Num
oceano longínquo (daqueles que nem com binóculos se avistam) existe uma ilha
diferente das outras. Não é uma ilha com palmeiras e praias de areia branca e
água transparente. Não, senhor. É uma ilha com óculos de todos os tamanhos,
formas e cores. Com óculos de sol, óculos de ver ao longe e de ver ao perto,
óculos para a vista cansada, óculos de natação, óculos de ski e outros que tais.
Há óculos a perder de vista! Mas, ninguém
habita nesta ilha. A verdade é que as pessoas nem sabem que ela existe. Quando
trocam de óculos, deitam-nos fora e eles são enviados para esta ilha em
nenhures. E os óculos passam a vida à espera que algum barco atraque por engano
na ilha e os descubra para voltarem a sentir-se úteis. Todos eles já tiveram
alguém que os usasse e que cuidasse deles, que os limpasse com um paninho e os
guardasse numa caixinha. E nenhum deles se esquece daquilo que viu e daquilo
que partilhou com quem os apoiava na parte de trás das orelhas. Mesmo quando
eles não eram usados, as pessoas colocavam-nos no topo da cabeça e eles eram
felizes só a olhar as nuvens e as estrelas. Mas, maior
cego é aquele que não quer ver e os óculos na sua ingenuidade, nunca se
perguntaram sobre o destino que teriam tido os óculos que lhes antecederam e
que destino teriam eles próprios quando já não servissem.
Acontece
que um dia, um navio passou muito perto da ilha e um tripulante desceu num bote
para a ir conhecer. Quando chegou, o seu espanto foi tal que logo chamou os
amigos para irem ver também. Era ver para crer! O
grupo de homens entusiasmou-se com a descoberta. Ficaram com os olhos em bico e nenhum deles via onde punha os
pés, só com a ânsia de pegar nos óculos que mais brilhavam, naqueles que mais lhes enchiam a vista. Ainda para mais, os óculos
estavam mesmo ali a jeito. Era só pegar e levar. E podia levar-se todos os que
coubessem numa mão cheia, sem dar parecer a ninguém. E depois, como a cavalo dado não se olha ao dente, não interessava de que tipo de óculos se
tratava. Cada par de óculos que os homens pegavam parecia ainda mais bonito que
o anterior e era mal-empregado continuarem ali ao abandono. Os homens levaram
tantos quanto puderam, nas mãos, na cabeça, ao pescoço, presos à roupa, enfim.

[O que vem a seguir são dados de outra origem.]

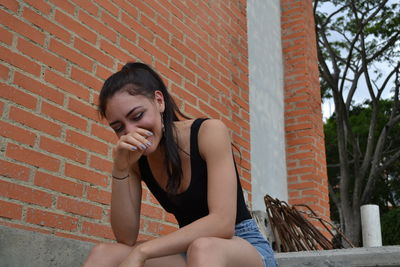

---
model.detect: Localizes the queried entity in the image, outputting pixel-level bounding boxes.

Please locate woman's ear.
[154,90,165,112]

E voltaram para o navio, contando a novidade aos outros passageiros.
Ainda
chegaram a contar em suas casas, aos amigos e à família sobre a ilha dos óculos
perdidos mas ninguém os levou muito a sério. Eles começavam a contar a história
dizendo “Se tu visses o que eu vi…” e os
ouvintes acabavam dizendo “Só a olhos vistos,
porque contado ninguém acredita!”. De que eu tivesse conhecimento, nunca mais
ninguém voltou à ilha dos óculos perdidos. Conta-se que ainda hoje lá estão à
espera de outros homens que os encontrem.
Mas,
depois daquele dia, alguns óculos acabaram mesmo por se partir, ora numa haste,
ora na outra, ora nas lentes, ora na armação ora no… coração. Sim. Os óculos
também têm coração. Não sabias? Se olhares com atenção para os óculos de alguém
encontrarás o seu coração. Às vezes consegues vê-lo sem esforço, logo quando a
pessoa sorri e os óculos se elevam um bocadinho acompanhando as bochechas.
Outras vezes, é mais difícil e tens de te concentrar e estar atento mas ele lá
aparece, ora na íris ora num reflexo da lente. Todos os óculos daquela ilha têm
ainda um coração à espera de ser descoberto. Por isso, os óculos precisam das
pessoas para lhes dar vida. É através delas que os óculos se sentem estimados
e, principalmente, amados.
Naquele
dia, alguns tiveram sorte. Voltaram a ter alguém a quem acompanhar, com quem
partilhar momentos e, principalmente a quem mostrar o
mundo com outros olhos. Sim, às vezes
as pessoas estão tão presas à sua própria realidade que não conseguem ver além
do que lhes é permitido. São os tão comummente chamados cegos-visuais. Aqueles
que só não veem porque não querem e não por não o conseguirem fazer. É curioso que,
por vezes, é mesmo o que está mais longe da vista
que está ao mesmo tempo mais perto do coração.
Assim,
não foram só os óculos que naquele dia ganharam vida. Cada pessoa que usou um
dos óculos da Ilha-dos-óculos-perdidos passou a ver a vida de outra forma. Depois
de terem sido salvos, tinha chegado a altura de serem eles a salvar os Homens.